En 1796, Jacob quitta l’établi, le laissant à ses deux fils Georges II (Paris 1768 - id. 1803) et François Honoré (Paris 1770 - id. 1841). Il avait été l’animateur du style dit « Louis XVI » dans la menuiserie de sièges. Ses fils ont été ceux du style dit « Directoire », en lequel se conjuguent les traditions « à la grecque », les formules inspirées par la campagne d’Égypte et l’anglomanie régnant sur les modes. Ils ont su en dégager un art élégant et original. Leur association fut brève, l’aîné mourant prématurément en 1803, mais elle avait couvert la période consulaire, qui fut marquée par l’indépendance et la recherche. Malmaison en conserve un témoin caractéristique, le petit secrétaire-bureau en forme d’arc de triomphe, cantonné de deux caryatides ailées à ses angles antérieurs. Les sièges créés par les frères Jacob ne sont pas moins nouveaux. On leur doit une forme, la gondole, au dossier plein concave, ainsi que le beau siège couronné d’une large traverse débordante dite « hémicycle », que la mode décorait d’une estampe ou d’une soie imprimée collées. Les fauteuils empruntent à l’Antiquité leurs jarrets terminés en mufle de fauve, leurs gaines supportant soit le sphinx aptère, égyptien, soit la sphinge grecque ailée, portant l’extrémité de l’accotoir. Les frères Jacob ont également signé certains spécimens d’un lit particulier à cette période : placé parallèlement au mur, ses deux montants postérieurs, élevés, portent un simulacre de vase antique ; les montants antérieurs, en gaine, se terminent par une tête de femme.

Demeuré seul, en 1803, à la tête de quinze ateliers employant trois cents praticiens, François Honoré Jacob fit appel au concours de son père, qui vint le seconder jusqu’à sa mort, en 1814, et prit le surnom de Jacob-Desmalter (d’une propriété familiale en Bourgogne). Déjà fournisseur du général Bonaparte, il eut la bonne fortune de conserver la clientèle de Napoléon. De concert avec les architectes Percier et Fontaine*, il allait assurer le réameublement des palais ci-devant royaux qu’avait dévastés la Révolution et, par une décantation des formules essayées sous le Consulat, devenir à son tour le créateur du style « Empire » pour le mobilier. Nombre de modèles inédits furent créés : le cabinet aux formes rectilignes, à volet abattant, la table de toilette aux supports en forme de lyre, munie d’un miroir oblong pivotant, le bureau « mécanique », dont le dessus recule d’une mesure égale à l’avancée de la table à écrire qu’il recouvre, des bibliothèques, des tables tripodes, des jardinières, des consoles de trumeau, des tables de milieu, comme celle du Grand Trianon, soutenue par quatre caryatides drapées de bronze. Le goût général en est caractérisé par la sobriété et le caractère monumental. Les sièges, même d’apparat, obéissent aux mêmes critères : ils sont de dossier carré, discrètement sommé d’un fronton sculpté ; leur piétement, aux postérieurs en sabre, présente de face soit deux jarrets surmontés d’un mufle léonin, soit deux gaines amorties en buste féminin, ou encore deux balustres plats à deux panses opposées.

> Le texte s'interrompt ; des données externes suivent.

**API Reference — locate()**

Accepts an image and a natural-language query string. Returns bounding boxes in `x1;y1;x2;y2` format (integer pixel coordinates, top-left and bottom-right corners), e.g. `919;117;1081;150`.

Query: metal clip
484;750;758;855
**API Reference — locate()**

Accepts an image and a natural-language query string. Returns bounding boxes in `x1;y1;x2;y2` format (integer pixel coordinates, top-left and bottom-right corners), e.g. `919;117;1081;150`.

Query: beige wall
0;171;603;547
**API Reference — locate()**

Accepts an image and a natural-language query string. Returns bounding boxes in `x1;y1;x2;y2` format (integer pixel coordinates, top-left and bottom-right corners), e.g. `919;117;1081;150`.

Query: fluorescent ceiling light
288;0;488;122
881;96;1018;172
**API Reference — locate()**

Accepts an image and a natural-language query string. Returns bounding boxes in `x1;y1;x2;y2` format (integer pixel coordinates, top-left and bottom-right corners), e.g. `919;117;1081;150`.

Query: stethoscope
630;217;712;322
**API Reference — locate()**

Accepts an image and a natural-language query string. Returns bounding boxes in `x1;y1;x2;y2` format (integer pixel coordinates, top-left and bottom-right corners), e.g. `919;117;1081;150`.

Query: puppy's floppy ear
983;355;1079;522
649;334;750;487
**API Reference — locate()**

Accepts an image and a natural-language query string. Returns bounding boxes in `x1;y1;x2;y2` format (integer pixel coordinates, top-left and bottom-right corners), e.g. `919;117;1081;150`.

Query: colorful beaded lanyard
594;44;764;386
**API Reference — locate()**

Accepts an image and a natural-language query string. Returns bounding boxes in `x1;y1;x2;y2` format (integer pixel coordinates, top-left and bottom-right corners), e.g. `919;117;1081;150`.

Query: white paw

La production de Jacob-Desmalter est immense : sa fabrique occupa jusqu’à huit cents praticiens.

La chute de l’Empire compromit gravement la prospérité de l’entreprise. Le maître put surmonter la crise grâce, notamment, à la commande qui lui fut faite de l’ameublement de l’Élysée pour le duc de Berry. Mais, le 1er janvier 1829, il se retirait, laissant l’atelier à son fils Georges Alphonse Jacob-Desmalter (Paris 1799 - id. 1870), qui resta le fournisseur de Charles X et de Louis-Philippe, et se retira lui-même en 1847.

G. J.

➙ Louis XVI et Directoire (styles) / Empire (style).

 H. Lefuel, Georges Jacob, ébéniste français du xviiie siècle (Morancé, 1923) ; François Honoré Georges Jacob-Desmalter, ébéniste de Napoléon Ier et de Louis XVIII (Morancé, 1927).